Bulgaria’s attempt to use the six-month period during which it held the rotating presidency of the EU to advance its bid to join the euro zone appeared to yield results after EU finance ministers gave a cautious endorsement to the application.
In a statement after the July 12 meeting of the EU, the Eurogroup said that it welcomed “the intention of the Bulgarian authorities to put in place the necessary elements for a successful entry into ERM II”, the exhange rate mechanism sometimes referred to as the euro “waiting room”.
Bulgaria had made a number of commitments in policy areas “of high relevance for a smooth transition to, and participation in, ERM II”, the statement said, such as banking supervision, other financial sector issues and institutional quality and governance.
The implementation of such commitments would be overseen by the European Central Bank (ECB) and the European Commission. “Once they have provided a positive assessment, a decision will be taken by the ERM II parties on the formal application of the Bulgarian authorities for ERM II participation,” the statement said.

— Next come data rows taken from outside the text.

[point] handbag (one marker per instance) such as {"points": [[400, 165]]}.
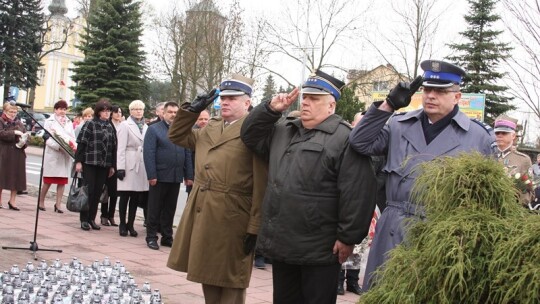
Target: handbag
{"points": [[78, 197], [104, 197]]}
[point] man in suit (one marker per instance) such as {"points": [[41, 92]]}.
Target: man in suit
{"points": [[166, 166], [216, 236]]}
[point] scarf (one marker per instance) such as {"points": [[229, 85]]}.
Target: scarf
{"points": [[8, 121], [6, 118], [139, 122], [61, 119]]}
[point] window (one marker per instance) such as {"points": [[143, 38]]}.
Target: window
{"points": [[41, 76], [380, 86]]}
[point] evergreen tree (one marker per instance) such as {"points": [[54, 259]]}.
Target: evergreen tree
{"points": [[349, 104], [269, 88], [113, 63], [481, 55], [21, 23]]}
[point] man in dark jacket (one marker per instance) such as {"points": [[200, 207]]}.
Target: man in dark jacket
{"points": [[320, 194], [166, 166]]}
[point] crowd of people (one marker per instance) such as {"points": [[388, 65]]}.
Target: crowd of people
{"points": [[300, 190]]}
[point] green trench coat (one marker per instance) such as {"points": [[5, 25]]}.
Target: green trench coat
{"points": [[223, 206]]}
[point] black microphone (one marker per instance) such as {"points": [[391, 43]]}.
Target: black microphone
{"points": [[22, 105]]}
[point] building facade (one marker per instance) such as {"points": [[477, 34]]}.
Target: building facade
{"points": [[55, 73]]}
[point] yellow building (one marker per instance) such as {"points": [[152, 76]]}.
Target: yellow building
{"points": [[381, 78], [54, 75]]}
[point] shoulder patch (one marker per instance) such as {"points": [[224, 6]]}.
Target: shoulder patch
{"points": [[345, 123], [521, 154], [485, 126]]}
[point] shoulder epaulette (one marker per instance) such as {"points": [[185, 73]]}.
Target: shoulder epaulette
{"points": [[484, 126], [521, 154], [346, 123]]}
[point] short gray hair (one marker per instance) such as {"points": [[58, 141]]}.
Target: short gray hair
{"points": [[136, 103]]}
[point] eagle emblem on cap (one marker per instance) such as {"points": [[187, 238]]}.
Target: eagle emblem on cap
{"points": [[435, 66]]}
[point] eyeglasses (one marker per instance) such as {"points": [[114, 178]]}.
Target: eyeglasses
{"points": [[439, 91]]}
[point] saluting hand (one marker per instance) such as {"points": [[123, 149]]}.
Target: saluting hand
{"points": [[283, 101], [342, 250]]}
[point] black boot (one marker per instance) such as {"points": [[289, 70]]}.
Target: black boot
{"points": [[132, 231], [341, 291], [341, 280], [85, 226], [122, 229], [94, 225]]}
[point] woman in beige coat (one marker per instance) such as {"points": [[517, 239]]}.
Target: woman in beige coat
{"points": [[132, 181], [57, 163]]}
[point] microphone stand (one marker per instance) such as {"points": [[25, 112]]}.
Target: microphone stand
{"points": [[33, 244]]}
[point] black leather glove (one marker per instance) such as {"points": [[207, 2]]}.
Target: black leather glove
{"points": [[121, 174], [249, 243], [202, 101], [400, 96]]}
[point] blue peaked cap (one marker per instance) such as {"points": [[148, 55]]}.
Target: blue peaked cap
{"points": [[441, 74], [321, 83]]}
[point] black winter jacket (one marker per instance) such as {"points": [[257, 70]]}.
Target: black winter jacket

Such a decision would be tied directly to the ECB decision on close cooperation, implying that Bulgaria would simultaneously join both ERM II and the EU banking union, created in 2012 in response to the euro zone crisis.
Bulgaria has targeted joining ERM II in July 2019 and the Eurogroup statement said that the ECB “could be expected to conclude” its comprehensive assessment – stress tests of Bulgaria’s banks – within approximately one year after Bulgaria’s formal application.

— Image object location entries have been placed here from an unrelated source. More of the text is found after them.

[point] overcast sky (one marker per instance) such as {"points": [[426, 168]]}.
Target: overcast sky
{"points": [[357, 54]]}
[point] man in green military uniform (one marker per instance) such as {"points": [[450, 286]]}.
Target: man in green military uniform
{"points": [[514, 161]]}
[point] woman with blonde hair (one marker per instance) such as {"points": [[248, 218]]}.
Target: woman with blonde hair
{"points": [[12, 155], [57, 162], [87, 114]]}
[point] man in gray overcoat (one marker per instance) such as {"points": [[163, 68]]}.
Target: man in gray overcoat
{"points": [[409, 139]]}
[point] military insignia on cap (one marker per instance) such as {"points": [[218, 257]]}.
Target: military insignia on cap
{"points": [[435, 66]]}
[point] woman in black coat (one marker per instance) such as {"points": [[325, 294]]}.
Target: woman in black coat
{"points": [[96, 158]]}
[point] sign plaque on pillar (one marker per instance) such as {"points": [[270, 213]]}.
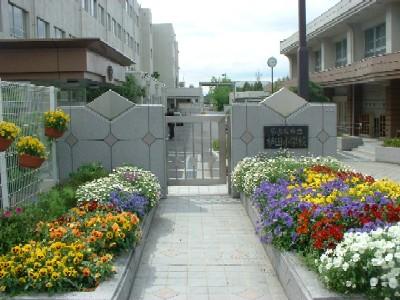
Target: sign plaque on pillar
{"points": [[285, 137]]}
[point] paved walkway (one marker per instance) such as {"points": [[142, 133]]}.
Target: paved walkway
{"points": [[378, 170], [204, 247]]}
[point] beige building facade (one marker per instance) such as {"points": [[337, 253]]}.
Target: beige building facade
{"points": [[354, 51], [121, 24], [165, 48]]}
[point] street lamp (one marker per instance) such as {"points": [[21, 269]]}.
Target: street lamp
{"points": [[272, 61], [302, 53]]}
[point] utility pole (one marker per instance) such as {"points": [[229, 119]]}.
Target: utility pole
{"points": [[302, 56]]}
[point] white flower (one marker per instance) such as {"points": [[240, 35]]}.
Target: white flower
{"points": [[345, 266], [393, 283], [373, 281], [389, 257]]}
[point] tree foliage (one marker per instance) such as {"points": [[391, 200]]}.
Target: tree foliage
{"points": [[130, 89], [219, 95], [316, 93], [257, 86]]}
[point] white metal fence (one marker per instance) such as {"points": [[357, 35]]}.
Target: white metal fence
{"points": [[24, 105]]}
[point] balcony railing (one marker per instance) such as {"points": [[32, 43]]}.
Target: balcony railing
{"points": [[376, 68], [337, 14]]}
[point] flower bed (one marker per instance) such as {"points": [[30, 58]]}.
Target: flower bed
{"points": [[311, 209], [75, 251]]}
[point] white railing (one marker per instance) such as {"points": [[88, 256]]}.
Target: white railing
{"points": [[344, 9], [24, 104]]}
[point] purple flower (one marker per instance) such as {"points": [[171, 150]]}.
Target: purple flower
{"points": [[129, 202]]}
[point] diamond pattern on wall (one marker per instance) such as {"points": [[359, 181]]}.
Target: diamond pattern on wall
{"points": [[247, 137], [110, 105], [323, 136], [149, 138], [110, 140], [284, 102], [71, 140]]}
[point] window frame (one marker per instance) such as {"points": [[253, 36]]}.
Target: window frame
{"points": [[46, 28], [23, 31], [371, 41], [318, 61], [57, 29], [341, 53]]}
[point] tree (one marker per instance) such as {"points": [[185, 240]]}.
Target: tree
{"points": [[316, 93], [219, 94], [246, 87], [279, 83], [155, 75], [129, 89], [258, 86]]}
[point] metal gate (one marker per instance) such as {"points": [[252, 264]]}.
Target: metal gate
{"points": [[196, 150]]}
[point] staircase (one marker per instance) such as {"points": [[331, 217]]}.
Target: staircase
{"points": [[365, 152]]}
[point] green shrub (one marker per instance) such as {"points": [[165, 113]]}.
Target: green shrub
{"points": [[395, 142], [85, 174], [19, 224]]}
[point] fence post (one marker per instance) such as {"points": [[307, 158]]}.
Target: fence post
{"points": [[3, 163], [53, 106]]}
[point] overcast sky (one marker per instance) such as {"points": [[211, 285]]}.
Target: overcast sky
{"points": [[231, 36]]}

Bulgarian officials have previously indicated that they were prepared to lodge a formal application as soon as given green light by the Eurogroup, meaning that it could come as early as July 13.
The Eurogroup also called on Bulgaria to “thoroughly implement the reforms monitored by the Commission under the Cooperation and Verification Mechanism in the areas of judicial reform and the fight against corruption and organised crime in Bulgaria, in light of their importance for the stability and integrity of the financial system.”

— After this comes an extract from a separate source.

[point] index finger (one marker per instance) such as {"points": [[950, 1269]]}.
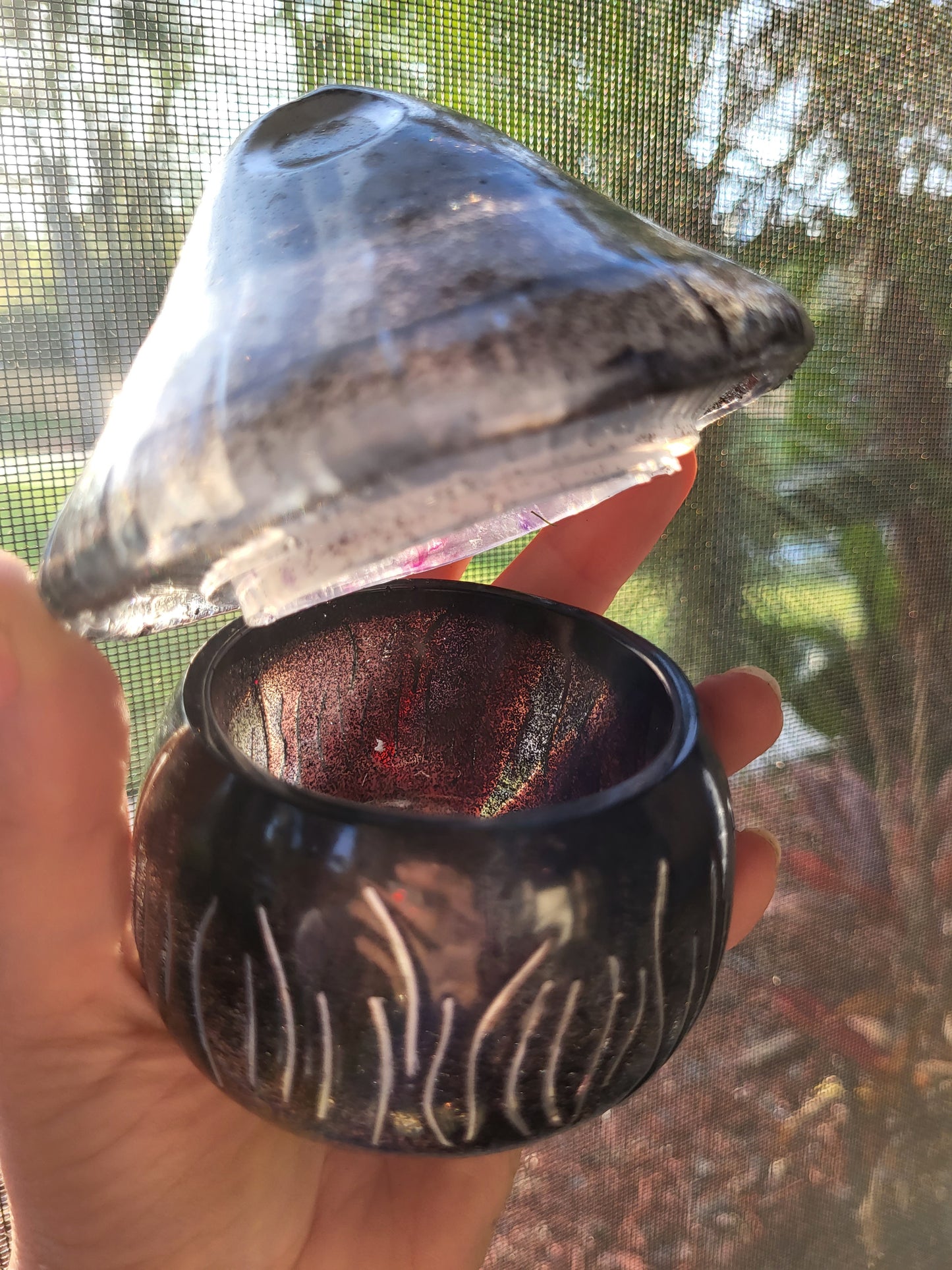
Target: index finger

The CVM monitoring, to which Bulgaria agreed prior to joining the EU in January 2007, has proven a stumbling block in the way of the country joining the Schengen visa-free travel area (even though it met the technical requirements years ago).
The Financial Times quoted Valdis Dombrovskis, the EU commissioner in charge of the euro, as saying that progress with judicial reform would play an important part in assessing Bulgaria’s readiness to join ERM II, but exiting CVM monitoring was not “a formal precondition”.
Bulgaria meets the macroeconomic criteria for joining the euro zone – on price stability, government debt and long-term interest rates – but falls short with regards to compatibility of legislation and membership in ERM II. Under the terms of its EU accession treaty, Bulgaria is required to adopt the euro, but has no legal deadline to do so.
Before joining the euro zone, a country has to spend at least two years in the ERM II, during which the exchange rate of its currency must not fluctuate by more than 15 per cent versus the euro. In the case of Bulgaria, there would be no fluctuation since it has pegged the lev to the euro since 1999 as part of a strict currency board agreement.
The larger concerns about euro zone membership for Bulgaria have always been political – including its fight against corruption and its financial stability, highlighted by the collapse of its fourth-largest bank by assets in 2014. When allowed to join the euro zone, Bulgaria would also be its poorest member, with per capita GDP of about 7100 euro in 2017.